Il n'existe dès lors, pour le juge, aucune possibilité de tenir compte des intérêts de toutes les parties concernées.

Une telle mesure n'est pas proportionnée aux buts légitimes poursuivis par le législateur et n'est dès lors pas compatible avec l'article 22 de la Constitution, combiné avec l'article 8 de la Convention européenne des droits de l'homme.

B.10. Le fait que la Cour européenne des droits de l'homme ait jugé qu'une décision de justice appliquant un régime comparable à la mesure en cause ne violait pas l'article 8 de la Convention européenne des droits de l'homme (CEDH, 22 mars 2012, Ahrens c. Allemagne; 22 mars 2012, Kautzor c. Allemagne) ne change rien à ce qui précède. La Cour européenne a souligné que la matière en cause ne fait pas l'unanimité au sein des Etats membres du Conseil de l'Europe, de sorte que ces derniers jouissent d'une grande marge d'appréciation en ce qui concerne la réglementation visant à fixer le statut juridique de l'enfant (Ahrens, précité, §§ 69-70 et 89; Kautzor, précité, §§ 70-71 et 91). Par ailleurs, la Cour européenne a également examiné si l'application concrète de la réglementation en question, compte tenu de tous les éléments concrets de la cause, satisfaisait aux exigences de l'article 8 de la Convention européenne des droits de l'homme (Ahrens, précité, §§ 75-77; Kautzor, précité, §§ 62, 78 et 80).
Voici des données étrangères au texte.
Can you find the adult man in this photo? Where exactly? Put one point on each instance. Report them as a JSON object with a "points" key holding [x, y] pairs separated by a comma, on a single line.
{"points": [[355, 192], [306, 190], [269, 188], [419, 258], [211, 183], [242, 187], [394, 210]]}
B.11. La question préjudicielle appelle une réponse affirmative.

Par ces motifs, la Cour dit pour droit : L'article 318, § 1er, du Code civil viole l'article 22 de la Constitution, combiné avec l'article 8 de la Convention européenne des droits de l'homme, en ce que l'action en contestation de paternité intentée par l'homme qui revendique la paternité de l'enfant n'est pas recevable si l'enfant a la possession d'état à l'égard du mari de sa mère.

Ainsi prononcé en langue néerlandaise et en langue française, conformément à l'article 65 de la loi spéciale du 6 janvier 1989 sur la Cour constitutionnelle, à l'audience publique du 9 juillet 2013.